The education “reform” movement, spearheaded by the likes of Arne Duncan, Democrats for Education Reform (DFER), Michelle Rhee, Bill Gates, and other notable names in the news, is led by a bunch of people who proclaim themselves as Democrats. Following their work and loving every minute of it are such notable names as Jeb Bush, Rupert Murdoch, Chris Christie, Tony Bennett, and (arguably) Mitt Romney, who proclaim themselves as Republicans.
So, here’s what we have to deal with: the reform movement that is dismantling our public schools is a firmly bipartisan nightmare. That’s because party politics have nothing to do with this. It’s all about the Benjamins.
The current uprising we’re seeing among parents, teachers, and students is motivating and inspirational. Well, most of the time. You see, what caused parents to wake up and start boycotting standardized tests and the Common Core State Standards had nothing to do with partisan politics. Actually, it had nothing to do with politics at all. It came about because parents love their kids. When our kids are suffering, we take action. I reminded New York Education Commissioner John King about this recently. Our motivations don’t come from our stances on other issues.
However, a deeper look into what’s happening also makes a lot of us realize that our own kids aren’t the only stake in this game. We also are coming around to the idea that the future of our country is at stake. I hope that this is going to open the doors to a new, larger public movement. We are now waking up to the realities of living under common national education standards, corporate data mining, and specialized learning. And this is where we really need to start to come together.
I’ve seen a lot of folks try to equate this issue with several other issues around us, which all apparently have a left vs. right or liberal vs. conservative or Democrat vs. Republican vibe to them. This is not an issue that can be divided along those lines. This is an issue that has no lines drawn in the sand or political parties to blame.
Here are a few points to consider:
- This is not a progressive agenda. I am a progressive educator–meaning I believe that the world is changing too fast to be using Industrial Age techniques to teach Information Age kids. Just because the “reformers” call themselves Democrats doesn’t mean they are progressive, in any sense of the word. They are corporate puppets, stooges, and panderers.
- This is not a conservative agenda. I am also a conservative educator–meaning I do not believe that public education should be changed to become a Federal and nationalized system. Again, corporations are not automatically conservative. They aren’t anything other than self-serving and profit-minded. And education policy should be advised and led by educators, not politicians or corporations.
- This is not socialism or communism. Those two terms refer to the means of production and resources being either controlled or taken over by the state and distributed as equally as possible. That’s not even close to what’s happening with education. This “reform” movement is corporate-run, with the government in partnership.
- This is not fascism. Fascism generally refers to extreme nationalism and the totalitarianism that comes with it. I haven’t seen anyone equate over-the-top American pride with the Common Core State Standards, especially since it was basically sneaked past us before we knew about it. And this isn’t Nazism.

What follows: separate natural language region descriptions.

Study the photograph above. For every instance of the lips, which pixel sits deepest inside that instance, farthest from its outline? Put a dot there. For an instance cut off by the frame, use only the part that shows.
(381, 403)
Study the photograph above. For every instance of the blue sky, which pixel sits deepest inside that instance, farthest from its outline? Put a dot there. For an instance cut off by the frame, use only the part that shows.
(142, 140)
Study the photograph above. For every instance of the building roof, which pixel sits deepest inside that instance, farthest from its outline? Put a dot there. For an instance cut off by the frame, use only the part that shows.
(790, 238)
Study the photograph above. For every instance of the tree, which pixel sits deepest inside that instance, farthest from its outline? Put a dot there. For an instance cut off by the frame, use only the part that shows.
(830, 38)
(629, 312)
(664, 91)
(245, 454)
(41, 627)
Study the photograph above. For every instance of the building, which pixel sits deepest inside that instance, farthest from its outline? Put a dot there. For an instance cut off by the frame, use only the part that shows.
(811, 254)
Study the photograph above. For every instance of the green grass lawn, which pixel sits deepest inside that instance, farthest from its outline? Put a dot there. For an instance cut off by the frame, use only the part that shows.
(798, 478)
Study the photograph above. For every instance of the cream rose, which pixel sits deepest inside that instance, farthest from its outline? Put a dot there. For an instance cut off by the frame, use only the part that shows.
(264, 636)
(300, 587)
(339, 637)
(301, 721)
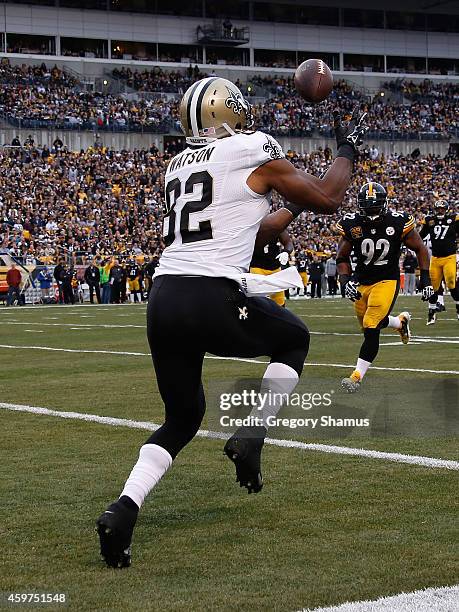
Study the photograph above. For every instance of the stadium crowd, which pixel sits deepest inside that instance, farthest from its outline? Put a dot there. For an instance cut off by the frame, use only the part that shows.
(55, 203)
(38, 98)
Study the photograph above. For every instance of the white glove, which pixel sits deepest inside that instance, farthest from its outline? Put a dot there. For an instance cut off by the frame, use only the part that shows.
(427, 293)
(283, 258)
(351, 291)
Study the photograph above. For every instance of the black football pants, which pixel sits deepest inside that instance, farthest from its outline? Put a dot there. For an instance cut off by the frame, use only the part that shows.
(190, 316)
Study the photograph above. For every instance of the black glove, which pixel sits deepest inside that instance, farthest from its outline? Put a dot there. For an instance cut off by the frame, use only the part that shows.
(425, 285)
(351, 291)
(349, 136)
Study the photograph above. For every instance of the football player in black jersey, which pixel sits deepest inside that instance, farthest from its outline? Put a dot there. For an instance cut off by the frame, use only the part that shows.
(302, 267)
(269, 259)
(443, 228)
(375, 235)
(134, 280)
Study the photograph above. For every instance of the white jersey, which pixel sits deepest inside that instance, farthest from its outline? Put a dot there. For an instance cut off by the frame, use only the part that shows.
(211, 215)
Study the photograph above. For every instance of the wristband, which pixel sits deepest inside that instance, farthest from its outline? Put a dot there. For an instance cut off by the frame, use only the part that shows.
(294, 209)
(346, 150)
(425, 279)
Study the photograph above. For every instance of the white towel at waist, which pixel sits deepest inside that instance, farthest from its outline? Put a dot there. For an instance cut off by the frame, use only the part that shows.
(257, 284)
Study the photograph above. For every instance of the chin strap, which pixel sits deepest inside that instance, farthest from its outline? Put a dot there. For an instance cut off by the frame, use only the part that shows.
(199, 141)
(230, 131)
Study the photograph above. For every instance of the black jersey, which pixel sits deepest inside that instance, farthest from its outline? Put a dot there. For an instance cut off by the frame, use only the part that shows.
(376, 244)
(265, 258)
(302, 265)
(133, 271)
(442, 233)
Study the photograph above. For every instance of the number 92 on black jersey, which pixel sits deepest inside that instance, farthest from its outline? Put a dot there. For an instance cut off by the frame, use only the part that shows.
(376, 244)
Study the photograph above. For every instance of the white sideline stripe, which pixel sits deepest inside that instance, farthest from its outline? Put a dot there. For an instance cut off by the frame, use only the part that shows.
(430, 462)
(48, 307)
(243, 359)
(448, 339)
(88, 325)
(307, 315)
(441, 599)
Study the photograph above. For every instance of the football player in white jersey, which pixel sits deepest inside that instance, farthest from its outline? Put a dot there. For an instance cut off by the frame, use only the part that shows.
(217, 199)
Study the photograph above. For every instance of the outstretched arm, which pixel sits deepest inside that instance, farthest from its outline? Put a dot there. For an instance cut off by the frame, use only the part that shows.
(415, 243)
(343, 261)
(302, 189)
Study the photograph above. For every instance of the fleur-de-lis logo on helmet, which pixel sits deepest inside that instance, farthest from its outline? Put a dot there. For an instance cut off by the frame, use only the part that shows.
(238, 104)
(271, 147)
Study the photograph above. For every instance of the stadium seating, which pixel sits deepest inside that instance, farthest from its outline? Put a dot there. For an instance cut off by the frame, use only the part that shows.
(104, 202)
(36, 97)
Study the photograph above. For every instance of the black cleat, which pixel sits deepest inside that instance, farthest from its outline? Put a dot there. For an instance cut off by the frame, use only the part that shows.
(244, 449)
(431, 317)
(115, 527)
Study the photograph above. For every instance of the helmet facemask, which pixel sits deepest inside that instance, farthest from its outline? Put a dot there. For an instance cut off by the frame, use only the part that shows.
(441, 208)
(214, 108)
(372, 202)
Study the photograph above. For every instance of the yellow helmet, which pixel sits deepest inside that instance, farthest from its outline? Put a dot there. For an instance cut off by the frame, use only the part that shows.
(213, 108)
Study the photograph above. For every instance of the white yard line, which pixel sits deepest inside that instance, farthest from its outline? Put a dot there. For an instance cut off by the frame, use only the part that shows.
(442, 599)
(429, 462)
(243, 359)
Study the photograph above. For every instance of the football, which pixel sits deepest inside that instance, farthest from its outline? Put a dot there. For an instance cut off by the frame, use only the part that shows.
(313, 80)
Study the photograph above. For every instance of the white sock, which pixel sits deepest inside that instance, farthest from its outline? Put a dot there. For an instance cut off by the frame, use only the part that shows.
(278, 382)
(394, 322)
(362, 367)
(153, 463)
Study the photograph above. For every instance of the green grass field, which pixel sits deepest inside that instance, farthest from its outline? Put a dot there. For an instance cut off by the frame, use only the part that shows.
(325, 529)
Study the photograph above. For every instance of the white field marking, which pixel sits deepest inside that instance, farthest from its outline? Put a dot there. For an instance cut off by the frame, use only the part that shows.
(88, 325)
(431, 462)
(243, 359)
(441, 599)
(67, 307)
(448, 339)
(306, 315)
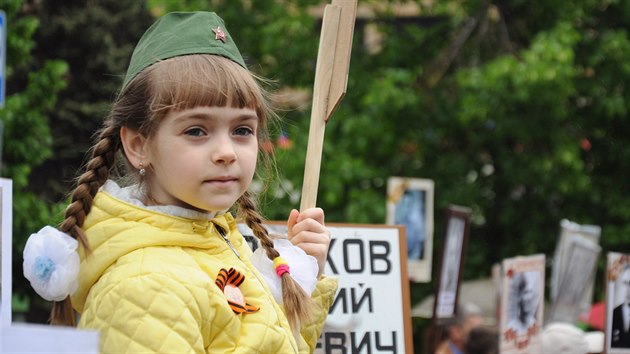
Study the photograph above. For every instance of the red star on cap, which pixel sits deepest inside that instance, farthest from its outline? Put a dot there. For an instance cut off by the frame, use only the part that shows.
(219, 34)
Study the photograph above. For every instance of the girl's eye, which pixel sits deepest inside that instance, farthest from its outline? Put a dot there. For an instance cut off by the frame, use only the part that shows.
(243, 131)
(195, 132)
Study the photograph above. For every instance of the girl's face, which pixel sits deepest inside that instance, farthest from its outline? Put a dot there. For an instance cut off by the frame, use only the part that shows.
(203, 158)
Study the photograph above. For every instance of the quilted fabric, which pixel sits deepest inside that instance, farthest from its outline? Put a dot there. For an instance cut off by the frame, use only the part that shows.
(148, 284)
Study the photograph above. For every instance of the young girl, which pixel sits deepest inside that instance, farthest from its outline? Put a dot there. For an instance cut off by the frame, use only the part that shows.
(163, 267)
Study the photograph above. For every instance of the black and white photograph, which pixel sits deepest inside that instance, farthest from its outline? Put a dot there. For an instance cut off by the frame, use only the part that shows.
(576, 281)
(410, 203)
(456, 233)
(522, 304)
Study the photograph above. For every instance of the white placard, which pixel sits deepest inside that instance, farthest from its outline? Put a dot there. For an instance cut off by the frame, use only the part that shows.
(371, 312)
(31, 338)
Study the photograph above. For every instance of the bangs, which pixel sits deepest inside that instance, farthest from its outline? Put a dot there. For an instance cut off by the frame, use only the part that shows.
(203, 80)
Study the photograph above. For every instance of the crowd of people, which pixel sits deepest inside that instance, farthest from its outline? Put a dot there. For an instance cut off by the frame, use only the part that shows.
(468, 333)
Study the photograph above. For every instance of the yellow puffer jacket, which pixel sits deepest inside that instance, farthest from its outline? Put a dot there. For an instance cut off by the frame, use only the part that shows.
(148, 285)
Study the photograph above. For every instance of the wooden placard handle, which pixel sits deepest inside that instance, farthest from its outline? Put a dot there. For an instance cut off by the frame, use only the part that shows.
(331, 77)
(321, 88)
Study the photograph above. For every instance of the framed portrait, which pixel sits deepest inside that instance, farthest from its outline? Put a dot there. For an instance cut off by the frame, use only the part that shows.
(617, 337)
(522, 300)
(574, 240)
(451, 262)
(410, 203)
(574, 292)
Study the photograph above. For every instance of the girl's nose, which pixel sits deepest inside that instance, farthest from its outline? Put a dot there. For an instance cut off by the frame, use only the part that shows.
(224, 152)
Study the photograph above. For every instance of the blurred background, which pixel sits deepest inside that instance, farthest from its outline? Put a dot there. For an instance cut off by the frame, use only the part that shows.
(516, 109)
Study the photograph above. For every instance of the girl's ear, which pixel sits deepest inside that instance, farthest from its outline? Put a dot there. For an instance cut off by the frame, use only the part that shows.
(134, 146)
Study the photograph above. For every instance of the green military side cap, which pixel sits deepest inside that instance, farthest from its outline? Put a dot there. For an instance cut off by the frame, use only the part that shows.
(182, 33)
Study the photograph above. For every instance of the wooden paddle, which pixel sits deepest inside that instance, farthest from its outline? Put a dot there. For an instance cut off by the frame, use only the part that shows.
(331, 78)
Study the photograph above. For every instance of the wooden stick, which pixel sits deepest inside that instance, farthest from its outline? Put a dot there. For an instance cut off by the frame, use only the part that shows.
(333, 59)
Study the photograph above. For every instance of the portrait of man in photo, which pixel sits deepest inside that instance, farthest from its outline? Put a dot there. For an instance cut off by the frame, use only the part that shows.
(523, 302)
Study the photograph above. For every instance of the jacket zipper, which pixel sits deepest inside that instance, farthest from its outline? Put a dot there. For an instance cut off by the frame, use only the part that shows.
(227, 240)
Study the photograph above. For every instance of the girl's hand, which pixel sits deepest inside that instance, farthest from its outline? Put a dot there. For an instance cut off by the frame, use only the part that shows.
(307, 230)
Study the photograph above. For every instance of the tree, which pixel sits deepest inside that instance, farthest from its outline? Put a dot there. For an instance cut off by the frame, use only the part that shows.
(74, 55)
(31, 95)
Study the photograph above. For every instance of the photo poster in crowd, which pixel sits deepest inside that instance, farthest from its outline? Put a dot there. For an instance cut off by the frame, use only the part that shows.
(371, 312)
(574, 293)
(570, 234)
(19, 337)
(617, 334)
(410, 203)
(451, 263)
(522, 301)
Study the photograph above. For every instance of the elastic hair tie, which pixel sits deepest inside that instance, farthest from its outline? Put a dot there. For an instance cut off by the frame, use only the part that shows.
(281, 266)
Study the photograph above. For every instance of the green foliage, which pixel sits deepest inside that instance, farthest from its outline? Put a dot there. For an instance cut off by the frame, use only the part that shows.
(27, 138)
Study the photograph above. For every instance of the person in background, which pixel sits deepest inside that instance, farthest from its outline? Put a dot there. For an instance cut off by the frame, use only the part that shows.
(468, 317)
(563, 338)
(620, 336)
(482, 340)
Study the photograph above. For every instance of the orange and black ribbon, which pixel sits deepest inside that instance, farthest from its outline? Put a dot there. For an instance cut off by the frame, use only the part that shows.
(235, 278)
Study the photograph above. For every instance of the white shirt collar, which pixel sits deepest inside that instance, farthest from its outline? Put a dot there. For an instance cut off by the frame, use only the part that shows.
(132, 195)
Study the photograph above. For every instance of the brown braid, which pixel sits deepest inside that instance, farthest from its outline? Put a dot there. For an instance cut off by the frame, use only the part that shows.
(297, 302)
(97, 171)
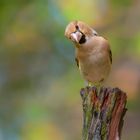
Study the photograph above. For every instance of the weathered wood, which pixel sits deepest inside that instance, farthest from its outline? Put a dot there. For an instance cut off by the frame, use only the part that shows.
(103, 112)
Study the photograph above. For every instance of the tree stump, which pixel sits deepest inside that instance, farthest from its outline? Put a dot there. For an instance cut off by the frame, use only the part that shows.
(103, 112)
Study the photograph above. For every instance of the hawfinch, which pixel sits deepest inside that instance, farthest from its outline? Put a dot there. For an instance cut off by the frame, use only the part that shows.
(93, 54)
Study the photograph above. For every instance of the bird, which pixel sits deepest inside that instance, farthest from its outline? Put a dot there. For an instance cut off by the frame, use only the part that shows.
(93, 55)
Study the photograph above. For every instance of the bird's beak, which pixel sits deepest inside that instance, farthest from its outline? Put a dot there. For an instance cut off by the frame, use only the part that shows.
(76, 36)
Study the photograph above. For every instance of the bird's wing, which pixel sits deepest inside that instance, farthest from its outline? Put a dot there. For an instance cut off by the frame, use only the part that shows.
(110, 56)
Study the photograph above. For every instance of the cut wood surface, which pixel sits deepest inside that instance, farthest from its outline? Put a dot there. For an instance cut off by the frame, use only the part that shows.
(103, 113)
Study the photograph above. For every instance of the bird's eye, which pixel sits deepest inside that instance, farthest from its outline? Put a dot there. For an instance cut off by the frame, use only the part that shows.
(83, 39)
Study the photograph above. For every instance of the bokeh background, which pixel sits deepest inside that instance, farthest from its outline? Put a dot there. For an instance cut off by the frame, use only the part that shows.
(39, 81)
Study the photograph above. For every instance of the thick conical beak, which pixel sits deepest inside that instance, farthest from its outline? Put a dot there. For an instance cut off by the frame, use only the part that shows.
(76, 36)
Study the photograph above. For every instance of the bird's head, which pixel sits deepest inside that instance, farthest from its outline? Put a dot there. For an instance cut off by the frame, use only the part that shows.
(79, 32)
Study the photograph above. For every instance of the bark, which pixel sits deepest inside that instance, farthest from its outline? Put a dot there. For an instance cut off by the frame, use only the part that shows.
(103, 113)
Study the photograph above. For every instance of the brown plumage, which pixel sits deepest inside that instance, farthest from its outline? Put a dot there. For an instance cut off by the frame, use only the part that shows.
(93, 54)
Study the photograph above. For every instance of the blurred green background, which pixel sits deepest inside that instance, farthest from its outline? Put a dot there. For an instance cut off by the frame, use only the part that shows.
(39, 81)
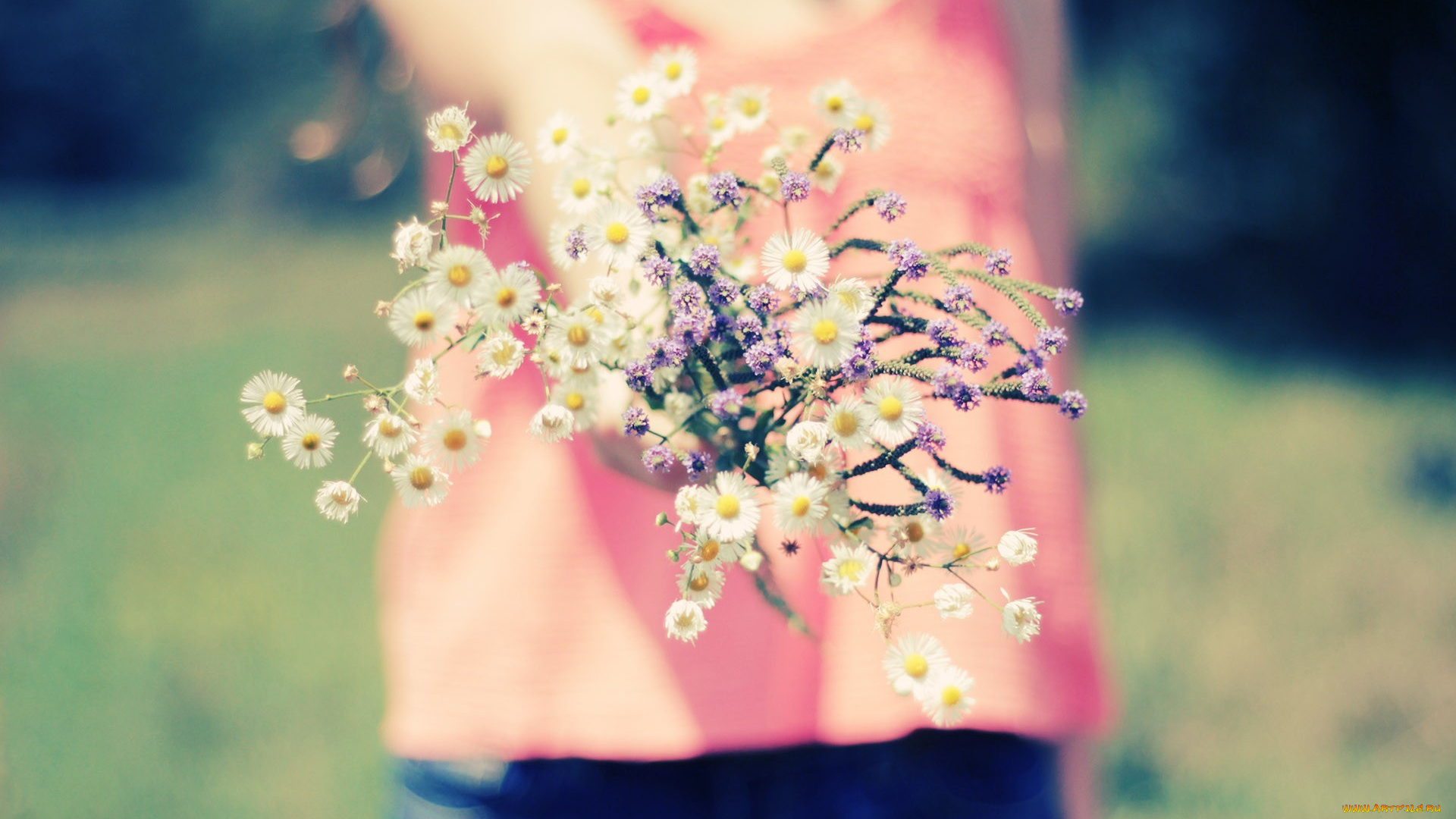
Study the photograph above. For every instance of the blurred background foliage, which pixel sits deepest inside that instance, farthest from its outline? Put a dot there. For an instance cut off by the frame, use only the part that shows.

If it were, then the government would have taken over the corporations in order to serve its own purposes. If anything, we’re seeing the reverse.
- This has nothing to do with redistribution of wealth from the rich to the poor. No wealth is being redistributed to the poor, other than the grants and contributions of billionaires and corporations in support of the privatization of schools for their own purposes.
- This is, absolutely, a means for indoctrination. But not for or against any ideology, religion, or political party. This is how wealthy corporate owners and investors get to secure their own future–by setting our kids up to serve their place in it.
I want to emphasize that last point. This is a corporate agenda. This is the planning and preparation stage for the America that has been dreamed up by CEOs and other assorted moneybags who have not a shred of national pride or sense of community. This also isn’t just about a $500 billion industry known as public education; this is about the future!
This is unprecedented and never before seen in our country. Our corporate leaders, our billionaires, and most of our government leaders have become equal partners in this takeover. Their kids are secure in their futures, as they will grow to take their places among the movers and the shakers and the innovators and the owners in the United States.
The rest of us? Well, our kids have futures that are guided based on what they can accomplish against the national standards in place in 46 states, the tests that are measuring their standardized skills, and the data tracking that will determine their best course of study and work.
And if you think those national standards promise that every kid will be ready to be successful in 21st century America, you need to ask yourself what “successful” means in that context. It’s taking on a very different meaning than what we’re used to hearing.